Patients suffering open globe injuries all require primary repair and at least half require vitrectomy. In addition, many will also require oculoplastic input, corneal and glaucoma surgery, and a smaller proportion will need to see a uveitis specialist, and patients may therefore see multiple subspecialists. In Western civilian healthcare systems, ocular trauma is uncommon and the UK Ophthalmology Curriculum specifies a minimum of one open globe repair before completion of training and the Accreditation Council for Graduate Medical Education (ACGME) in the USA specifies a minimum of four [46, 47]. In survey data, most US residents had performed fewer than six globe repairs (maximum <50), and UK trainees an average of two (maximum six), meaning that the acquisition of ocular trauma knowledge, skills and experience (KSE) may be limited in US and UK training programmes, and ocular trauma fellowships are not commonly offered (although emergency eye care fellowships are), so there are few routes to gaining this experience for a trainee ophthalmologist [48, 49].

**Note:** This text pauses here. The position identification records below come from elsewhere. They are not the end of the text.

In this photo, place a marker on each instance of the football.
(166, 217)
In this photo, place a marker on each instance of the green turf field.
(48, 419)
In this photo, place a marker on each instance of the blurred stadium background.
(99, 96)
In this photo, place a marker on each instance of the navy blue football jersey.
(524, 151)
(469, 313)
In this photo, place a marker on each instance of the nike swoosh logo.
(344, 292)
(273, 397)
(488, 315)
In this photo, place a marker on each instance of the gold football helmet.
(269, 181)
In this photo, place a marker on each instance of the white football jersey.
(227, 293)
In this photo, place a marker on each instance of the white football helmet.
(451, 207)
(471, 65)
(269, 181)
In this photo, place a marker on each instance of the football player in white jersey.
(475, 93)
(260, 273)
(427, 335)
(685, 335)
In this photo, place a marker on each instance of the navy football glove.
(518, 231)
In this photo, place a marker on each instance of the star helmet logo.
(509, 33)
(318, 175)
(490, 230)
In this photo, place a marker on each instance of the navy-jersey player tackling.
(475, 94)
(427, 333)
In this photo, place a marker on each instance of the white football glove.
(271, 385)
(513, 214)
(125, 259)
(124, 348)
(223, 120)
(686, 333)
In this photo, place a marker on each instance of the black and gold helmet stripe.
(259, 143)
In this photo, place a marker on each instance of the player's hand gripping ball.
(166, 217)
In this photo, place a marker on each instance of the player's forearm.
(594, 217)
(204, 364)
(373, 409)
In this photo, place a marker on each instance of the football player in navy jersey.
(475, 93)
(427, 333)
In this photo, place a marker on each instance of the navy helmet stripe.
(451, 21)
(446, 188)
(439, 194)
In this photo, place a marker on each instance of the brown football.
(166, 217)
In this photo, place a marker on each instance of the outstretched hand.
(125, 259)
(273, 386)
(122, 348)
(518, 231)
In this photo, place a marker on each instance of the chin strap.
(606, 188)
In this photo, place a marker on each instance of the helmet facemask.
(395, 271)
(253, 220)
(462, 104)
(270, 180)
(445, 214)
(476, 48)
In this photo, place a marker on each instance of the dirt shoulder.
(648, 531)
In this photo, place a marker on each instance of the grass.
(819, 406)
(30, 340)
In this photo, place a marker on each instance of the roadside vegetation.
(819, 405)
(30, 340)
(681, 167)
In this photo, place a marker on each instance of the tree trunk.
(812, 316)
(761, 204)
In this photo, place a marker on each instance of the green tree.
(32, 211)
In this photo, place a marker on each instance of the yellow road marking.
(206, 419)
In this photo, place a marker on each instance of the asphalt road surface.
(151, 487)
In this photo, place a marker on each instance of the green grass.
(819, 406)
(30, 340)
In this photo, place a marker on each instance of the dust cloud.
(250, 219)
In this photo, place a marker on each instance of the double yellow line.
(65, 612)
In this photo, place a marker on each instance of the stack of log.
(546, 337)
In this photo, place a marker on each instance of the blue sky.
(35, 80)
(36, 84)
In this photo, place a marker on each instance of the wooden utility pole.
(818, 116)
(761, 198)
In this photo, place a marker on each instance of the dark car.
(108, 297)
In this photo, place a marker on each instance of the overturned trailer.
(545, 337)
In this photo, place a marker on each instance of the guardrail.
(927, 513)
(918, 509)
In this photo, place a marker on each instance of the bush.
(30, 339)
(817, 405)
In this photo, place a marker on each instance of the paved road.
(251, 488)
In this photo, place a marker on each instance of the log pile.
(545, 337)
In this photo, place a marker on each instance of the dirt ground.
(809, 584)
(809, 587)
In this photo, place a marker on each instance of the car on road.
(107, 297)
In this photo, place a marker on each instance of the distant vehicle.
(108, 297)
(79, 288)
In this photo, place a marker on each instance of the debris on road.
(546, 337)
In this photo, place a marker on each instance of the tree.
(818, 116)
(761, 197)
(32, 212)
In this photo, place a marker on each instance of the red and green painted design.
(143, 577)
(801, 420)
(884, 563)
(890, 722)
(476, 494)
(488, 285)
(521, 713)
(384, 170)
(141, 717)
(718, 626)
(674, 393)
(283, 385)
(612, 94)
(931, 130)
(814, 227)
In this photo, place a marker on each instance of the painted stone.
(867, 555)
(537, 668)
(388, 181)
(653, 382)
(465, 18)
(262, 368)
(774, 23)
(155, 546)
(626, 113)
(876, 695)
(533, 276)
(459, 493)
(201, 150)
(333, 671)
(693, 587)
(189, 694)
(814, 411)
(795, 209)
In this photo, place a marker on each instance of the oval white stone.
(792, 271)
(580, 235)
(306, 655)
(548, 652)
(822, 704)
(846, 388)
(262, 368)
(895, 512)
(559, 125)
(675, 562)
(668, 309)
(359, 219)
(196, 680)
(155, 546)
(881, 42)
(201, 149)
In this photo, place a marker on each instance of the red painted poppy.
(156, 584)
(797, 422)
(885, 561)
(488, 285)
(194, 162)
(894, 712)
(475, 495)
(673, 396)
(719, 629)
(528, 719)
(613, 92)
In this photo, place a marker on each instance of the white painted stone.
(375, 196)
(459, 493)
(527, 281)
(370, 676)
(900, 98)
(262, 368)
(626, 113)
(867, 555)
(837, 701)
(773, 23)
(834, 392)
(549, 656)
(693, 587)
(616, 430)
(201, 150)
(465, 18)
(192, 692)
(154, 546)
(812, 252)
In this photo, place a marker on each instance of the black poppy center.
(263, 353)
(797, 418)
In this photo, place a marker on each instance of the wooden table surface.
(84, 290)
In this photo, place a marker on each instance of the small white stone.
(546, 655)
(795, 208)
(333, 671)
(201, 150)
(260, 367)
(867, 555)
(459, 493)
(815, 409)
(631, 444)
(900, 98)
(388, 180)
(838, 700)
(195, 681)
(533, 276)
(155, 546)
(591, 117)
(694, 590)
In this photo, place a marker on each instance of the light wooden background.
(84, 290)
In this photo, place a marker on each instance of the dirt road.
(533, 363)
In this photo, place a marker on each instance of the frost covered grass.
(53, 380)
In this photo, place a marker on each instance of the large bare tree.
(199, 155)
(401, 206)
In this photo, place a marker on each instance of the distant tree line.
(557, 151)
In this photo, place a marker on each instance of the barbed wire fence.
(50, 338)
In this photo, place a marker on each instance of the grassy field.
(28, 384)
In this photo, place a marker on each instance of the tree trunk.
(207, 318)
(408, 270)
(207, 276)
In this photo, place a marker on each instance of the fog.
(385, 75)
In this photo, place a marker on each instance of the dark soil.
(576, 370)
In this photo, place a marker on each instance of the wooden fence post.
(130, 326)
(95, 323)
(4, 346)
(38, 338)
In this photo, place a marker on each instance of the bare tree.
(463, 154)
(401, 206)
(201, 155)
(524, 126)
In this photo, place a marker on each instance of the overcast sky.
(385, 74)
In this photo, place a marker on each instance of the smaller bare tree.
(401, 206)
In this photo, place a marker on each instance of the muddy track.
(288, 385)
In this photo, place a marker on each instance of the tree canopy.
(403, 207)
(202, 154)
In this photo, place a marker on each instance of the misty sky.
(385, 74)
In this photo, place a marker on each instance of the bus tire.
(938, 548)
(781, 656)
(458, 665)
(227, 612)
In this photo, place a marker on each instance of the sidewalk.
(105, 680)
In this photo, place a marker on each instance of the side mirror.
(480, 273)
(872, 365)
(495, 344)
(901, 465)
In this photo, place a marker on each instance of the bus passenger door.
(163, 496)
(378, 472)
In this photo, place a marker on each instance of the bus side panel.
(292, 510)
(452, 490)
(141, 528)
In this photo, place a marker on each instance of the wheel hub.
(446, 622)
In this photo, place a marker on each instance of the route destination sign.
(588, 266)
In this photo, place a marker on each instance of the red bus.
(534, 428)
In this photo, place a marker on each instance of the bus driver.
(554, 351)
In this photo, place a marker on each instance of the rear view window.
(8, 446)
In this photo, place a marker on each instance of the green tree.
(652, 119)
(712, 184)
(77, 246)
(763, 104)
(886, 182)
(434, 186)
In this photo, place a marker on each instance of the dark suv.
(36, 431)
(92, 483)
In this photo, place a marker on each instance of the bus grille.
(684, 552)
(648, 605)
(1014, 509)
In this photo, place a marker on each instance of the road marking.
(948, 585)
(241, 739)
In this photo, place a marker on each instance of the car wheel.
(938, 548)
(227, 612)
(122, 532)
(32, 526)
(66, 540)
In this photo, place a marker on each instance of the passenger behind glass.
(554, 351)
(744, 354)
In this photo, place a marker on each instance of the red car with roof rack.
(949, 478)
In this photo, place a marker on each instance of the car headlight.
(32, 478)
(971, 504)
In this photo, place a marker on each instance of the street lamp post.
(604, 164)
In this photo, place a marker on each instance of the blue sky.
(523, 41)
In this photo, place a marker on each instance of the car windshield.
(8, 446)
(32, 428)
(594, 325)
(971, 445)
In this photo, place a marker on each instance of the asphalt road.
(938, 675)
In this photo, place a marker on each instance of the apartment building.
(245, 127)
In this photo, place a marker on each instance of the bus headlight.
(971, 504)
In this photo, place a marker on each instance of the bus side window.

As in major trauma management, management of ophthalmic trauma therefore requires a team effort, with good multidisciplinary and multi-professional communication. The team have different skill sets and no single clinician has the knowledge to manage all aspects of the patients’ care, but the lead clinician needs to coordinate and balance between the subspecialists and provide an overview of the patient’s care [50]. Given the potentially limited KSE in open globe injury management in individual subspecialists, this coordination and overview of the care of the ocular trauma patient is especially needed in our subspecialised healthcare systems.

Conclusions

Prompt primary repair, combined with intraocular administration of antibiotics, minimises endophthalmitis risk and may optimise visual outcome. Optimal timing is based on retrospective studies, with 24 h being the most commonly used arbitrary cut-off, and it is likely that sooner is better. There is no evidence to support eye removal to prevent sympathetic ophthalmia when primary repair is possible, even in the most severely injured eyes.